Offering faith and community
A POW from the Korean War, Father Emil Kapaun is currently the focus of a Military Ministry started at St. Elizabeth Ann Seton Parish earlier this year. Designed to help service members and their families ease back into civilian life through faith and community, meetings are held on the second Thursday of the month in the parish hall.
“Right now, we are going through a video series that uses Fr. Emil Kapaun, a Korean war chaplain killed in a prison camp, as an example of virtue and holiness,” explained Father James Flynn, pastor of St. Elizabeth Ann Seton and a former U.S. Army Ranger and Gulf War veteran.
Fr. Kapaun, a fearless solider who risked his life ministering to men on the front lines, is a Medal of Honor recipient. He was named a Servant of God in 1993 signifying his cause for sainthood could begin. His remains are entombed at the Cathedral of the Immaculate Conception in Wichita, Kansas.
Veterans often have a challenging time after leaving the military — especially those who have experienced combat.
“They need a place to gather and know they are supported by each other and the Church,” Fr. Flynn added, underscoring the importance of parish outreach.
His fondest memory of military service was witnessing the fall of the Berlin Wall in Germany. He calls the experience of watching people smash the iconic symbol of oppression with sledgehammers, then dancing on its ruins, as “magical.”

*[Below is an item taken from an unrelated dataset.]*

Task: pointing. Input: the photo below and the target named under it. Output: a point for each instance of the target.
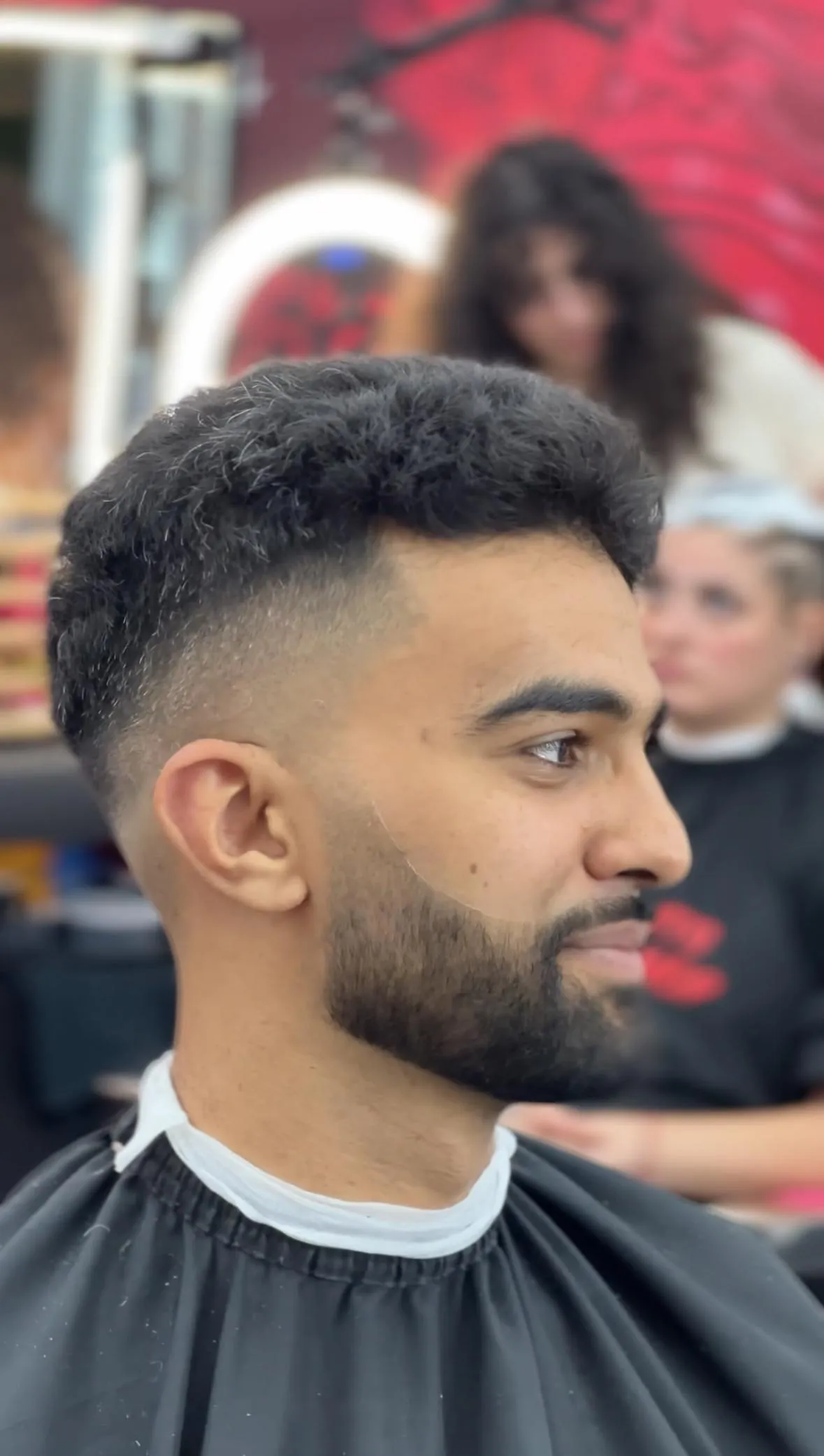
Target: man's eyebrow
(551, 695)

“It was one of the most impressive victories in world military history and was won without firing a shot,” the trained army sniper said. “It shows what a strong military can accomplish even when not on the battlefield.”
Veterans Day is a time to remember the men and women who sacrificed their own liberty and, in many cases their lives, for the incredible freedom and prosperity Americans enjoy.
“Veterans remind us that freedom is precious and won on countless battlefields around the world,” Fr. Flynn continued. “They are a living example of Jesus’ call to be people of service for the greater good.”